ピアノ

 

 目の覚めるような位置に叩き付けられた高音から、流れるように一気に滑り落ちる。
 そしてまた音が跳ね上がり流れ落ち…更に高く…

 テルは、目の前で滑らかに踊る四宮の指に見とれ、感嘆の息をもらした。

「すごいな…」
 曲のあと、うっとりしてテルがいうと、四宮は座った位置からそんな彼を見上げ、軽く笑った。
「キミもショパン好きなんだ?」
「ショパンなのか?今の」
「ショパンの革命だよ、知らないの?有名じゃない」
 ワルシャワがロシア軍に占領されたことを嘆いたショパンが、祖国ポーランドにささげるために作った曲だとかなんとか四宮が説明するのを、テルはぼんやりと聞いていた。
 普段はクラシックなんて、耳にした途端に寝てしまうけど、こうして指の動きを間近で見ていると…本当にすごい。

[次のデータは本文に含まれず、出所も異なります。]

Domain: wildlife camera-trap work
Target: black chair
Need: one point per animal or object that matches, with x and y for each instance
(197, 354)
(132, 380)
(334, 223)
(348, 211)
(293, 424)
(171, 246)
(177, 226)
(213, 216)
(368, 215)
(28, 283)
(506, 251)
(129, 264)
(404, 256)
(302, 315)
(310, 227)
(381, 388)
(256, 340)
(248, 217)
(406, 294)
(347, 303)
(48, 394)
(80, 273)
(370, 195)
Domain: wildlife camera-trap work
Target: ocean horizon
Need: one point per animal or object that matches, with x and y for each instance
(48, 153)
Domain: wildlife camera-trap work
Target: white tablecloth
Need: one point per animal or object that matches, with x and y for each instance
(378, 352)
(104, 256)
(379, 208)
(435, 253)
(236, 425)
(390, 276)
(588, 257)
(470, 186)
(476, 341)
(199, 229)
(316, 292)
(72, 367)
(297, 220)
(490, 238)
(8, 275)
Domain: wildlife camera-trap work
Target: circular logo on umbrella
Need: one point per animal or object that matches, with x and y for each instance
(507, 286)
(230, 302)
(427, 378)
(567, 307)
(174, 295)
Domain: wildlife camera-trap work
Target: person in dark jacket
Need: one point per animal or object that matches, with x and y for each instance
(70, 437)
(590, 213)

「革命はちょっと難しい曲だから、ボク程度のレベルだと、完成度がちょっとね…下手でごめん」
 テルはあわてて首を振った。下手なんてとんでもない。同じ人間の指の動きかと思って見とれていたと言うのに。

「こんなのはどうかな?『蝶々』」
 再び、四宮の指が鍵盤の上をはね回る。今度は、刺すようなイメージの先ほどの曲に比べ、確かに蝶が飛び回っているかのような楽しい曲調だ。
「かわいいだろ」
「うん♪」
 短い曲らしく、すぐに四宮の指は鍵盤の最後の音を、抑えるように止まった。

「楽しいイメージの曲なら、こんなのもあるよ…『黒鍵』」
 四宮の手が、また跳ねるように鍵盤の上を動いた。暖炉の前で踊っているような、暖かいイメージの楽しい曲だ。左手が大きく動き、強く鍵盤を叩く。曲調も様々に変化して…やがてなだらかに終曲。
「これは練習曲さ。右手の指が、黒い鍵盤しか叩かないから黒鍵って言うんだよ」
「へえ」

「君にあう曲は…これかな」
 ニヤニヤしながら、再び四宮の指が、鍵盤の上を動き始める。
 震えるように始まった細かい音の連鎖は、すぐに音の幅を広げ、楽しげなリズムを作り出していく。細かく鍵盤の上を跳ねる指が作り出す音は、手堅い動作で細かい音のアーチを作り出し、それが高くなったり低くなったり。また、小さくなるかと思うと、今度は極端に大きくなったりと、形を変える音の噴水のように変化する。
「…何?これ?」
 自分に合う曲といわれ、気になったテルが訪ねると、四宮はクスクス笑いながら、答えた。

「子犬のワルツ」

***

 ずっと書きたかった話なのですが、なんのオチもストーリー性もないので悩んでました。まあいいや。
 四宮先生の家でいちゃいちゃしてるとこ…
 各曲については、曲名を「ショパン」と合わせて検索かけると、MIDIがいっぱいネット上で配布されているので、結構簡単に聴けると思います。全部ショパンです。
 「子犬のワルツ」だけCDを持っていないので、ネットで探して聴き直したのですが、MIDIによって全然曲調違うでやんの; 文章書き直しになりました(^^;)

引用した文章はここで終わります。